Dopo la tragedia, si scava ancora ma, questa volta, non per cercare i corpi bensì il come, il perchè e le responsabilità.

Il capitolo della slavina non accenna nemmeno a chiudersi. Si parla del come è sopravvenuta la morte delle 39 persone rimaste imprigionate sotto una spessa coltre di neve, macerie e tronchi, ma anche delle responsabilità, delle omissioni, delle leggerezze di quanti preposti alla tutela delle persone.
Un dato appare quasi certo: sarebbero quasi tutte morte sul colpo le 29 persone dell'hotel Rigopiano. La conferma filtra da ambienti giudiziari. A quanto emerso chi non è morto subito non è sopravvissuto alla valanga per lungo tempo. I medici legali hanno 60 giorni di tempo per consegnare le autopsie, ma sarebbe già evidente che le morti sono giunte quasi tutte in un breve lasso di tempo. Traumi, asfissia, schiacciamento, concause che quasi all'istante hanno prima tramortito facendo perdere conoscenza poi ucciso le vittime rapidamente.

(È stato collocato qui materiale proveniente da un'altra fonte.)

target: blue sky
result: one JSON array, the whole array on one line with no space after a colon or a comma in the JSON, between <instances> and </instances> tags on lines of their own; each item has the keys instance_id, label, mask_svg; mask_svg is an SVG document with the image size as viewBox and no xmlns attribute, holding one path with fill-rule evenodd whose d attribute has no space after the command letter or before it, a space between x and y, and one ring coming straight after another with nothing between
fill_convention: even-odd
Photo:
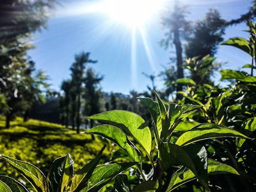
<instances>
[{"instance_id":1,"label":"blue sky","mask_svg":"<svg viewBox=\"0 0 256 192\"><path fill-rule=\"evenodd\" d=\"M251 0L181 1L188 5L191 20L204 17L210 8L218 8L225 19L236 18L248 11L251 3ZM91 58L98 61L89 66L104 76L101 83L103 91L128 94L134 89L146 90L150 82L142 73L158 74L174 55L171 49L165 50L159 45L165 31L160 24L159 14L152 16L144 25L142 36L138 28L132 31L130 26L114 21L105 14L88 11L89 6L98 2L65 0L49 20L47 28L34 36L32 43L36 48L29 55L37 68L45 71L57 90L61 82L70 78L74 55L83 51L91 52ZM246 29L244 24L229 27L224 39L247 38L247 34L242 31ZM132 40L133 32L136 42ZM246 54L228 46L220 46L216 56L218 61L228 62L223 68L237 69L250 60ZM136 61L133 67L132 60ZM220 78L216 74L215 80ZM159 88L163 84L158 78Z\"/></svg>"}]
</instances>

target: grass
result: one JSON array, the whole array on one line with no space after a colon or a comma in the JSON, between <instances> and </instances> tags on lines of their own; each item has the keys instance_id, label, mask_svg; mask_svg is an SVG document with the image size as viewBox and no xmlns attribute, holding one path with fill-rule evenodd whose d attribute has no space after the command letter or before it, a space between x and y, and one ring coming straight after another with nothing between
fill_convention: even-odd
<instances>
[{"instance_id":1,"label":"grass","mask_svg":"<svg viewBox=\"0 0 256 192\"><path fill-rule=\"evenodd\" d=\"M77 170L93 158L103 145L97 138L93 140L90 135L77 134L58 124L32 119L24 122L17 117L6 129L5 120L0 116L0 154L32 163L46 174L56 158L68 153ZM109 160L111 151L104 151L105 160ZM1 161L0 174L18 176L10 165Z\"/></svg>"}]
</instances>

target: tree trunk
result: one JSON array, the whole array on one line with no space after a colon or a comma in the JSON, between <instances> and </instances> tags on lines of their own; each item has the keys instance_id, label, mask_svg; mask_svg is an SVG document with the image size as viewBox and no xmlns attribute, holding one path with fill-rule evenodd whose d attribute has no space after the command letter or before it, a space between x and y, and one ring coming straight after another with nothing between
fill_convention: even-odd
<instances>
[{"instance_id":1,"label":"tree trunk","mask_svg":"<svg viewBox=\"0 0 256 192\"><path fill-rule=\"evenodd\" d=\"M91 129L93 127L93 120L91 119L90 120L90 128ZM95 137L94 136L94 135L93 134L92 134L91 135L92 136L92 140L95 140Z\"/></svg>"},{"instance_id":2,"label":"tree trunk","mask_svg":"<svg viewBox=\"0 0 256 192\"><path fill-rule=\"evenodd\" d=\"M11 115L10 114L7 114L6 116L5 120L5 128L10 128L10 123L11 121Z\"/></svg>"},{"instance_id":3,"label":"tree trunk","mask_svg":"<svg viewBox=\"0 0 256 192\"><path fill-rule=\"evenodd\" d=\"M76 111L76 132L80 132L80 108L81 108L81 94L78 93L77 101L77 109Z\"/></svg>"},{"instance_id":4,"label":"tree trunk","mask_svg":"<svg viewBox=\"0 0 256 192\"><path fill-rule=\"evenodd\" d=\"M173 43L175 46L176 50L176 66L177 76L178 79L184 78L183 68L182 68L182 48L180 38L180 33L178 29L176 29L174 31ZM177 91L182 90L182 84L178 84L177 86ZM177 95L177 99L182 98L181 96Z\"/></svg>"},{"instance_id":5,"label":"tree trunk","mask_svg":"<svg viewBox=\"0 0 256 192\"><path fill-rule=\"evenodd\" d=\"M67 102L66 104L66 119L65 120L65 125L66 128L67 129L68 128L68 120L69 119L69 101Z\"/></svg>"},{"instance_id":6,"label":"tree trunk","mask_svg":"<svg viewBox=\"0 0 256 192\"><path fill-rule=\"evenodd\" d=\"M75 130L75 117L76 116L76 106L75 106L75 98L73 98L72 101L72 115L71 117L71 124L72 124L72 129Z\"/></svg>"},{"instance_id":7,"label":"tree trunk","mask_svg":"<svg viewBox=\"0 0 256 192\"><path fill-rule=\"evenodd\" d=\"M24 113L24 115L23 116L23 121L24 122L26 122L28 121L28 112L27 111L25 112L25 113Z\"/></svg>"}]
</instances>

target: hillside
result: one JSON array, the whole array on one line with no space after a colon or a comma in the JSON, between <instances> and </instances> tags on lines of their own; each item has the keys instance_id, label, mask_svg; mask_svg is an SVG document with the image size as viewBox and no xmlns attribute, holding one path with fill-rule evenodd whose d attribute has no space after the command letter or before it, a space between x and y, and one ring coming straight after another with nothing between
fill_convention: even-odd
<instances>
[{"instance_id":1,"label":"hillside","mask_svg":"<svg viewBox=\"0 0 256 192\"><path fill-rule=\"evenodd\" d=\"M78 134L58 124L32 119L24 122L18 117L6 129L4 120L0 116L0 154L32 163L44 172L54 159L68 153L77 170L93 158L103 146L97 138L92 140L90 135ZM106 159L110 156L108 151L104 152ZM12 174L15 172L12 169L0 162L0 174Z\"/></svg>"}]
</instances>

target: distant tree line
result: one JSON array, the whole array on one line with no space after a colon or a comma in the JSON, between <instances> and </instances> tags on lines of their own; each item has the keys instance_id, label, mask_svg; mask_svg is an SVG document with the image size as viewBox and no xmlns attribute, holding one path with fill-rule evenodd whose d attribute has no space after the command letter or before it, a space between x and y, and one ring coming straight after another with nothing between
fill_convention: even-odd
<instances>
[{"instance_id":1,"label":"distant tree line","mask_svg":"<svg viewBox=\"0 0 256 192\"><path fill-rule=\"evenodd\" d=\"M46 26L54 0L0 1L0 113L6 127L16 115L26 120L36 102L44 102L50 93L48 77L36 69L28 55L34 48L28 40Z\"/></svg>"}]
</instances>

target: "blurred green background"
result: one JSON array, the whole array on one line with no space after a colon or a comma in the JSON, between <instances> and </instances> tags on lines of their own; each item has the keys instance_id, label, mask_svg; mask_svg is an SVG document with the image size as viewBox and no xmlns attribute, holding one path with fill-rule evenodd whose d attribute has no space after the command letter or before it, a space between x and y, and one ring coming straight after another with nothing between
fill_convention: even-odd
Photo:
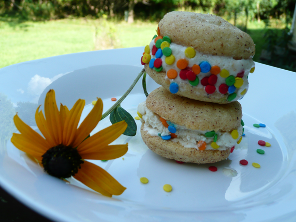
<instances>
[{"instance_id":1,"label":"blurred green background","mask_svg":"<svg viewBox=\"0 0 296 222\"><path fill-rule=\"evenodd\" d=\"M168 12L213 14L248 33L255 61L296 71L296 0L0 0L0 68L68 53L144 46Z\"/></svg>"}]
</instances>

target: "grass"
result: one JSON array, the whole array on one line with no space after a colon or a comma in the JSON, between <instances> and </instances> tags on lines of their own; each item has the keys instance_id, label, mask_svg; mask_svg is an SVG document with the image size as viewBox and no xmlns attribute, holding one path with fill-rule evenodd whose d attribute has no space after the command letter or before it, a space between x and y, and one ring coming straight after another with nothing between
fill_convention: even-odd
<instances>
[{"instance_id":1,"label":"grass","mask_svg":"<svg viewBox=\"0 0 296 222\"><path fill-rule=\"evenodd\" d=\"M157 23L133 24L102 19L25 22L0 18L0 68L26 61L97 49L143 46L156 34ZM258 61L264 42L264 23L249 23Z\"/></svg>"}]
</instances>

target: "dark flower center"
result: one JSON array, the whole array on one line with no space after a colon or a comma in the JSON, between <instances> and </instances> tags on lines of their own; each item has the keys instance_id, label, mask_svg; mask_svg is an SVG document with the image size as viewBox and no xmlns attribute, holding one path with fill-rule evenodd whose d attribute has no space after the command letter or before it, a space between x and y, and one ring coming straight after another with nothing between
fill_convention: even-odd
<instances>
[{"instance_id":1,"label":"dark flower center","mask_svg":"<svg viewBox=\"0 0 296 222\"><path fill-rule=\"evenodd\" d=\"M42 157L44 170L58 178L74 176L83 163L76 149L63 144L51 148Z\"/></svg>"}]
</instances>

Molto meno certo le responsabilità. Si gioca con le chiacchiere ad uno scarica barile ridicolo, ed al tempo stesso si cerca di riversare responsabilità sui più deboli di una catena formata da presidenti, responsabili, e politici. Basta sentirli parlare per capire il loro spessore, basta guardarli per rendersi conto su chi riponiamo la nostra fiducia, basta vedere come agiscono per rendersi conto che i drammi sono sempre in agguato e pronti a mietere nuove vittime.
Staremo a vedere cosa accadrà, se i colpevoli avranno il buon gusto di sparire dalla scena, ma credo che sia pura utopia il solo pensarci e sono convinto, al contrario, che di sicuro saranno premiati con nuovi e più importanti incarichi. Non sarebbe una novità vero?